Here the appellee did not file a notice of appeal, but the decree does recite that he prayed and was granted a cross-appeal. We do not think that this recital constitutes a substantial compliance with the requirement that a notice of appeal be filed. The theory of the former practice was that the trial court actually granted the appeal, even though it was á matter of right, and consequently the court’s action was appropriately embodied in its decree. But the theory of legislation such as Act 555 is that the aggrieved litigant himself takes the appeal, simply by filing the required notice with the clerk. The decree represents the action of the court, not that of the litigant, and it is just as inappropriate for the court to give notice of appeal as it would be for that tribunal to designate the contents of the record, to specify the points to be relied upon, etc. Indeed, if it were not for the fact that in the past the appeal has properly and customarily been granted by the court’s decree, we do not suppose that any one would seriously contend that Act 555 contemplates or authorizes that procedure. As we have indicated, we are construing Act 555 as a complete revision of the law in this particular field, and when we confine our study to the Act itself we discern no reasonable basis for saying that the recital in this decree substantially complies with the mandatory requirement that notice of appeal be filed with the clerk of the trial court.

What we have already said pretty well disposes of the appellee’s request that this court grant his cross-appeal. That request is bottomed upon the former statute authorizing us to allow a cross-appeal at any time before the case is submitted. Ark. Stats., § 27-2137. It is evident that this statute was superseded when the legislature took up the subject anew and enacted a comprehensive law that was intended to be a substitute for preexisting statutes relating to appeals and cross-appeals.

As a matter of fact, there is no longer any need for this court to have the power to grant a delayed cross-appeal. By the former practice the trial court could grant both the appeal and the cross-appeal, and if the record were lodged in this court within ninety days both appeals would be heard. But the appellant could, if he chose, delay the filing of the record until the last day of the six months then allowed, thereby permitting the appeals granted by the trial court to lapse. By then obtaining his direct appeal in this court at the eleventh hour the appellant might have circumvented the cross-appeal had we not been empowered to grant it after the expiration of the six months allowed for the direct appeal. Act 555 eliminates this difficulty, as the whole matter is now concentrated in the trial court.
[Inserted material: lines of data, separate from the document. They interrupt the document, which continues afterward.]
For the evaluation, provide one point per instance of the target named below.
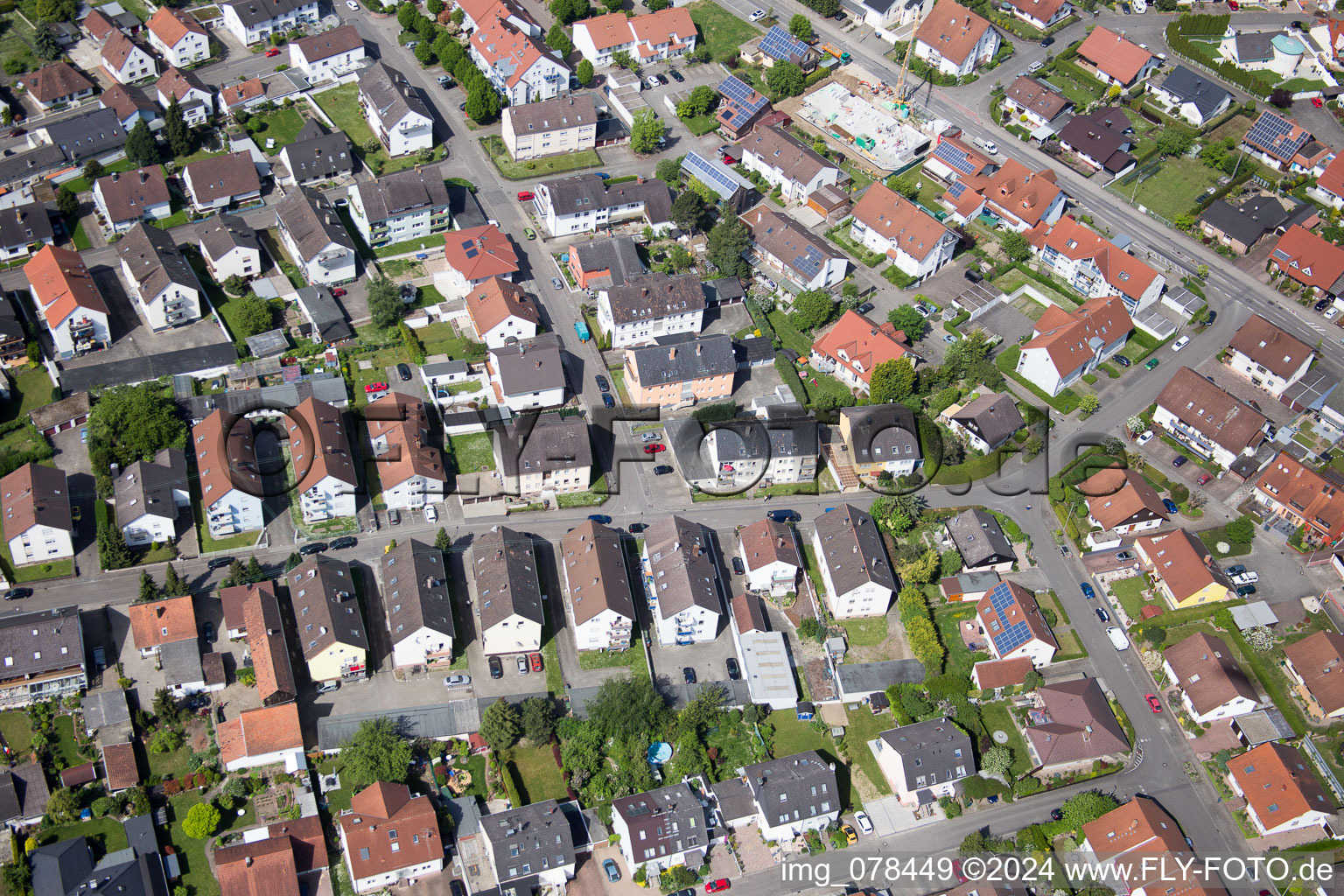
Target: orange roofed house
(1065, 346)
(956, 40)
(390, 836)
(1309, 260)
(1096, 266)
(266, 737)
(886, 222)
(69, 301)
(855, 346)
(1304, 497)
(159, 622)
(1116, 60)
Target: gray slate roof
(147, 486)
(504, 566)
(406, 191)
(543, 442)
(687, 360)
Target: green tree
(63, 805)
(376, 751)
(724, 246)
(142, 147)
(687, 210)
(176, 130)
(785, 80)
(500, 724)
(202, 821)
(558, 40)
(892, 382)
(1015, 246)
(646, 132)
(385, 304)
(67, 202)
(538, 719)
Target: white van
(1117, 639)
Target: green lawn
(471, 452)
(864, 633)
(281, 125)
(562, 163)
(719, 29)
(17, 731)
(536, 773)
(1175, 190)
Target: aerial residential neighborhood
(494, 448)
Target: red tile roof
(1115, 55)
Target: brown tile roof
(1211, 411)
(223, 176)
(1115, 55)
(1319, 501)
(260, 868)
(1000, 673)
(1081, 724)
(159, 622)
(897, 218)
(399, 421)
(593, 562)
(55, 80)
(171, 25)
(1319, 660)
(1208, 672)
(379, 810)
(318, 444)
(1277, 783)
(952, 30)
(1180, 560)
(269, 650)
(35, 496)
(1066, 335)
(495, 300)
(1278, 352)
(120, 766)
(1115, 496)
(220, 462)
(260, 731)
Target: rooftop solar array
(779, 43)
(953, 158)
(1270, 132)
(717, 176)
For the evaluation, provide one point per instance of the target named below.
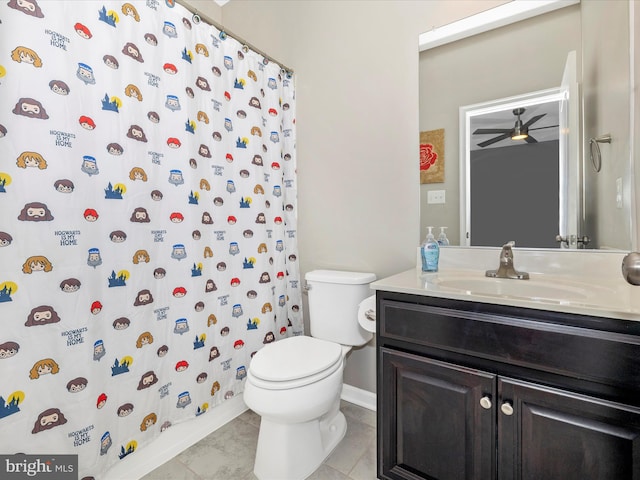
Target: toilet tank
(333, 305)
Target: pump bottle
(430, 252)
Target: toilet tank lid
(338, 276)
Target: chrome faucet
(506, 269)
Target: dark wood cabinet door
(553, 434)
(436, 420)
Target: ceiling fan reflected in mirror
(520, 131)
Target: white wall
(519, 58)
(356, 66)
(606, 89)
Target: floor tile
(172, 470)
(229, 452)
(358, 439)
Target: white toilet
(295, 384)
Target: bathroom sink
(539, 288)
(531, 289)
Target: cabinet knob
(507, 408)
(485, 402)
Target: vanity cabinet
(471, 390)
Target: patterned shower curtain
(147, 222)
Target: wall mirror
(491, 74)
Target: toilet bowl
(301, 419)
(295, 384)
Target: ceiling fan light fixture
(519, 132)
(519, 135)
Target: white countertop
(580, 282)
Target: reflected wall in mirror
(512, 171)
(530, 56)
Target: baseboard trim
(175, 440)
(183, 435)
(360, 397)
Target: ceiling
(506, 119)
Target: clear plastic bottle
(443, 241)
(430, 253)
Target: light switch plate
(436, 196)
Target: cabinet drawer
(587, 354)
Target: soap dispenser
(443, 241)
(430, 252)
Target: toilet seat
(294, 362)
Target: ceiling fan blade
(481, 131)
(533, 120)
(548, 126)
(493, 140)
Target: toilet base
(289, 451)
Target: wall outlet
(435, 196)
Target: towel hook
(594, 150)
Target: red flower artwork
(427, 156)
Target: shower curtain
(147, 223)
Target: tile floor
(229, 452)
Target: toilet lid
(294, 358)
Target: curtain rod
(212, 22)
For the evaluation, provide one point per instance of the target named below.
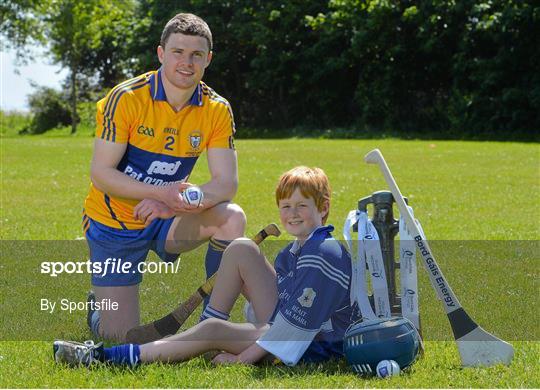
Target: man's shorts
(119, 252)
(320, 351)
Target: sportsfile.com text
(109, 266)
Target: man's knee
(235, 221)
(242, 249)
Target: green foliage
(49, 110)
(12, 122)
(450, 69)
(18, 23)
(462, 67)
(484, 195)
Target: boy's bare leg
(206, 336)
(114, 324)
(244, 269)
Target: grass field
(478, 203)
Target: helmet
(366, 343)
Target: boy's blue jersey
(313, 283)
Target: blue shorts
(320, 351)
(119, 251)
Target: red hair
(312, 183)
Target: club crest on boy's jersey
(307, 297)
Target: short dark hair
(187, 24)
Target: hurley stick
(476, 346)
(170, 324)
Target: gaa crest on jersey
(307, 297)
(195, 139)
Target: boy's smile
(299, 215)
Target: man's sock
(125, 354)
(213, 258)
(210, 312)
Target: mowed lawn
(478, 203)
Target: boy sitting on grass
(301, 305)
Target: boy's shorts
(117, 253)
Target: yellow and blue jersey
(162, 145)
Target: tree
(85, 37)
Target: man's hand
(148, 210)
(170, 196)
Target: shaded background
(347, 68)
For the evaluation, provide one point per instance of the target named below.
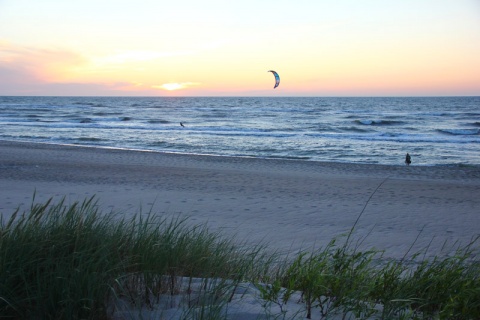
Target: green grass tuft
(61, 261)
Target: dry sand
(288, 204)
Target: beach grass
(73, 261)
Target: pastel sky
(225, 48)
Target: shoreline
(288, 204)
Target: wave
(158, 121)
(460, 132)
(369, 122)
(89, 139)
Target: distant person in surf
(408, 159)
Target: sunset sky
(225, 48)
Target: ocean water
(434, 130)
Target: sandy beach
(287, 204)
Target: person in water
(408, 159)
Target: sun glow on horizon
(216, 48)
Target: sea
(379, 130)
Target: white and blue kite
(277, 78)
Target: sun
(175, 86)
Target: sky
(226, 48)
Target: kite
(277, 78)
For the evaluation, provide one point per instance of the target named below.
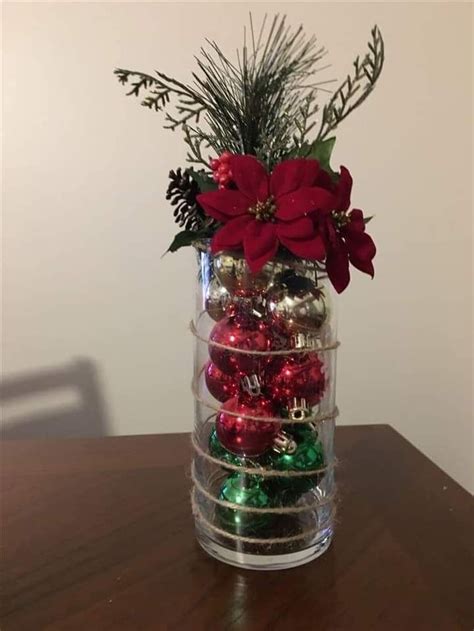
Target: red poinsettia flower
(264, 211)
(345, 237)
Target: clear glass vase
(264, 386)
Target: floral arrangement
(269, 189)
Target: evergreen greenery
(264, 103)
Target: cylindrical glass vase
(264, 386)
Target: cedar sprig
(251, 106)
(356, 88)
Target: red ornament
(219, 384)
(243, 436)
(301, 376)
(243, 333)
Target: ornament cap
(251, 385)
(299, 409)
(283, 443)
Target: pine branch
(257, 106)
(356, 88)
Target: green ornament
(245, 490)
(302, 431)
(309, 455)
(218, 451)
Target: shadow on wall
(61, 402)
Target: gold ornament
(217, 300)
(235, 275)
(297, 302)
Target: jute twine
(258, 540)
(260, 471)
(288, 351)
(280, 510)
(317, 418)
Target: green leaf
(188, 237)
(182, 239)
(204, 182)
(321, 150)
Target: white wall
(86, 222)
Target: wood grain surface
(97, 534)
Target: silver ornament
(283, 443)
(217, 300)
(297, 302)
(235, 275)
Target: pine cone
(182, 191)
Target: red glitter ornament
(219, 384)
(243, 436)
(243, 333)
(300, 376)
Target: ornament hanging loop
(251, 385)
(299, 410)
(283, 443)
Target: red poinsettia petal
(302, 201)
(356, 223)
(290, 175)
(250, 177)
(260, 244)
(301, 228)
(231, 236)
(361, 251)
(343, 192)
(223, 204)
(313, 248)
(324, 180)
(337, 267)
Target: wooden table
(97, 535)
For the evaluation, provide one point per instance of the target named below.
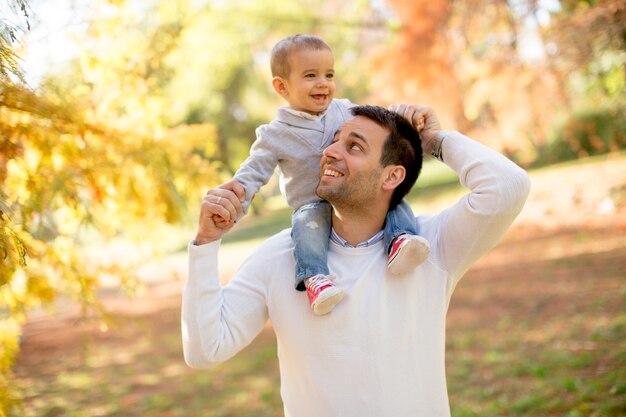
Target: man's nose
(332, 151)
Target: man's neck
(356, 228)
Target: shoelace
(317, 282)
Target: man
(381, 352)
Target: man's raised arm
(217, 322)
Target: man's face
(350, 170)
(310, 86)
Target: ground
(535, 328)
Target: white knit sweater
(381, 351)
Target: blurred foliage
(507, 73)
(592, 132)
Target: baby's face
(310, 86)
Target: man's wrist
(202, 240)
(437, 145)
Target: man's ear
(393, 176)
(280, 86)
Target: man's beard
(355, 194)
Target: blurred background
(116, 116)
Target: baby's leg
(405, 248)
(310, 231)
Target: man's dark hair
(279, 58)
(403, 146)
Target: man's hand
(220, 209)
(424, 119)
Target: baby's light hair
(279, 59)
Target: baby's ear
(393, 176)
(280, 86)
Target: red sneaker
(323, 294)
(407, 252)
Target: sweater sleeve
(258, 168)
(218, 321)
(472, 226)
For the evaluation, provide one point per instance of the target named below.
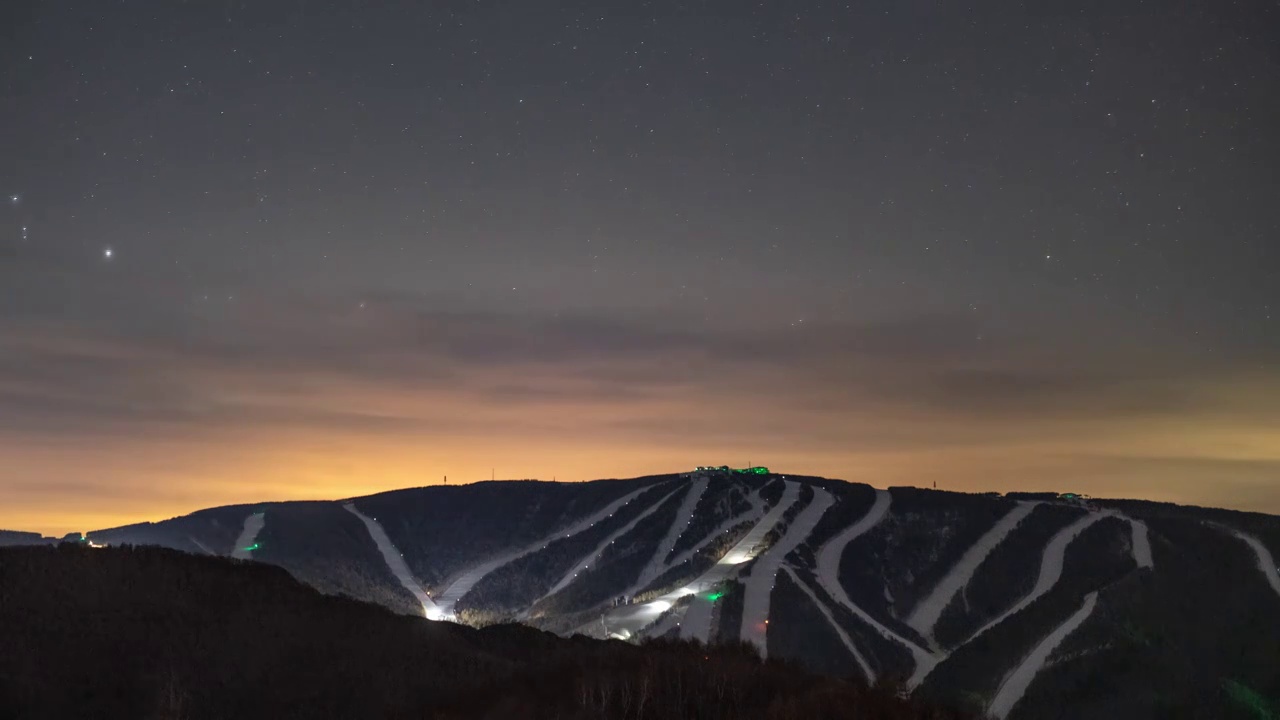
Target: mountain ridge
(909, 584)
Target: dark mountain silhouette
(154, 633)
(1029, 605)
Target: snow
(1266, 563)
(462, 584)
(698, 618)
(204, 547)
(828, 577)
(248, 534)
(396, 563)
(1051, 566)
(749, 516)
(1141, 543)
(840, 630)
(1015, 683)
(588, 560)
(929, 609)
(685, 515)
(759, 583)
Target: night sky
(297, 249)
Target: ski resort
(877, 583)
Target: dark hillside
(129, 632)
(442, 529)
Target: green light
(1249, 698)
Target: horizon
(168, 515)
(297, 250)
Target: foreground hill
(1034, 605)
(145, 632)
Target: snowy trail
(698, 619)
(588, 560)
(685, 515)
(248, 536)
(1266, 563)
(759, 583)
(635, 618)
(927, 613)
(1141, 543)
(828, 577)
(1051, 566)
(462, 584)
(749, 516)
(844, 636)
(1015, 683)
(396, 563)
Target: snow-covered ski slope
(1266, 563)
(759, 583)
(1020, 678)
(684, 515)
(589, 560)
(929, 609)
(698, 618)
(752, 515)
(396, 563)
(248, 536)
(1051, 566)
(1141, 541)
(840, 632)
(462, 584)
(828, 577)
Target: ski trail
(586, 561)
(663, 625)
(462, 584)
(752, 515)
(631, 619)
(685, 515)
(698, 618)
(928, 610)
(396, 563)
(828, 577)
(844, 636)
(1266, 564)
(759, 583)
(1141, 543)
(1020, 678)
(248, 534)
(1051, 566)
(643, 613)
(200, 545)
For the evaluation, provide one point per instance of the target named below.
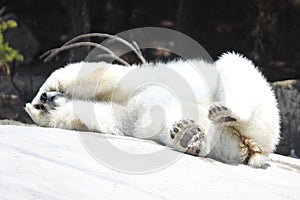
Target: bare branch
(133, 47)
(114, 57)
(53, 52)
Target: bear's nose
(43, 98)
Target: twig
(70, 44)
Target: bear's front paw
(188, 137)
(222, 115)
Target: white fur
(119, 107)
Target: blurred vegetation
(7, 53)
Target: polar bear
(232, 117)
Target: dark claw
(43, 98)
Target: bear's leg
(224, 116)
(189, 137)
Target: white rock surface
(42, 163)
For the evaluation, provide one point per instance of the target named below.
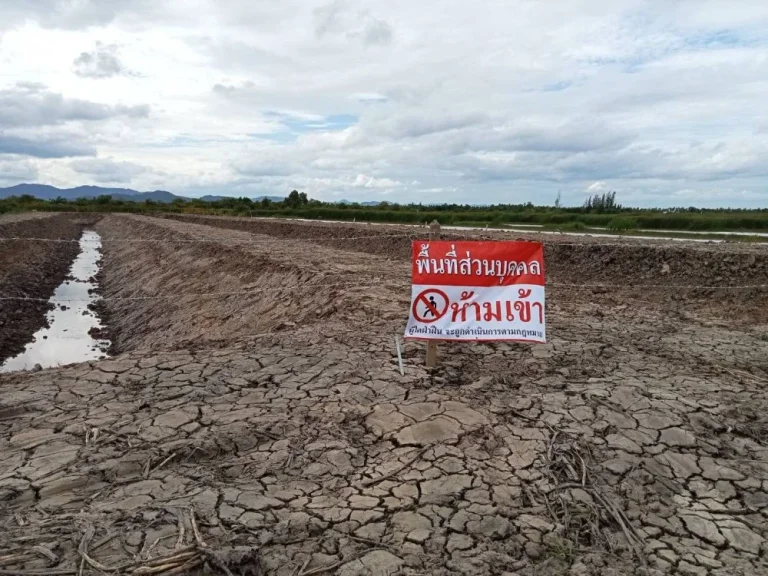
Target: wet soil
(273, 424)
(33, 269)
It is now a simple matter for a litigant who is substantially but not completely satisfied with the judgment to file a notice of appeal as a precautionary measure. If his opponent eventually takes the case to this court the notice protects the cross-appeal; otherwise it may be abandoned or dismissed in the trial court under § 2 of Act 555. In no event is there any real reason, as there was before, for this court to grant the cross-appeal.

The cross-appeal allowed by the decree below is dismissed ; the prayer that a cross-appeal be granted by this court is denied.